According to the paragraph in the King Arthur Flour recipe, sesame was probably first grown in Africa before these cookies became popular in the low country of South Carolina. A tenuous connection at best, but enough that we provided them for our ¨African Dinner¨.
These had a very interesting flavor to them - incredibly rich, you won't want to eat too many in one sitting. I realized after getting toward the end of portioning the first two batches that either the quantities listed were wrong or my tablespoon portions are larger than the norm - I was supposed to make 1/3 of 200 cookies and I only had 51. Fortunately, I had just enough sesame seeds to make a third batch. I mixed the dough immediately after toasting the sesame seeds, as I was in a time crunch. I recommend not following my lead and possibly even chill the dough to keep it from spreading as much.
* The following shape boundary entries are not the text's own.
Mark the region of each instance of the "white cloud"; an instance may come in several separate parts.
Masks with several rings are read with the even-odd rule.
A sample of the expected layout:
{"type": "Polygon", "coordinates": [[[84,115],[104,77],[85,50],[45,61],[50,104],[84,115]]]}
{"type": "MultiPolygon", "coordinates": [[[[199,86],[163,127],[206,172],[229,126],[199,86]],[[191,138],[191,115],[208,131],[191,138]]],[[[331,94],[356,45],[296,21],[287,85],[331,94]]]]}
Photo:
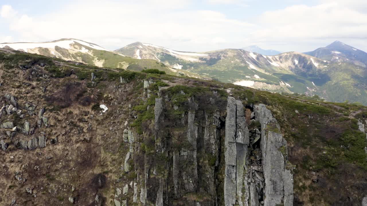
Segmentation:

- 1/2 c. (1 stick) unsalted butter
- 1 c. light brown sugar, firmly packed (one of my co-bakers recommended dark brown sugar, so I used that)
- 1/4 t. salt
- 1/4 t. baking soda
- 1 t. vanilla
- 1 egg
- 1 c. flour
- 1 c. toasted sesame seeds
In a large mixing bowl, cream together the butter, sugar, salt, vanilla, baking soda, and egg. Add the flour and mix till smooth. Stir in the sesame seeds.
Drop the dough by tablespoonsfuls onto parchment-lined or lightly greased baking sheets. Bake the wafers in a 350 degree oven for 8 to 9 minutes, or until they're golden brown (mine took several minutes more). Remove them from the oven, allow them to cool for 1 minute on the pan, then transfer teh wafers to a wire rack to cool completely.
Yield: Supposedly 3 dozen 3-inch cookies, though mine made about 2 dozen
Warning: Be careful as you reuse the cookie sheets that there is nothing left to crisp on the pan - in the homestretch my smoke detector went off, which usually only happens if the oven is set to 450 or broil.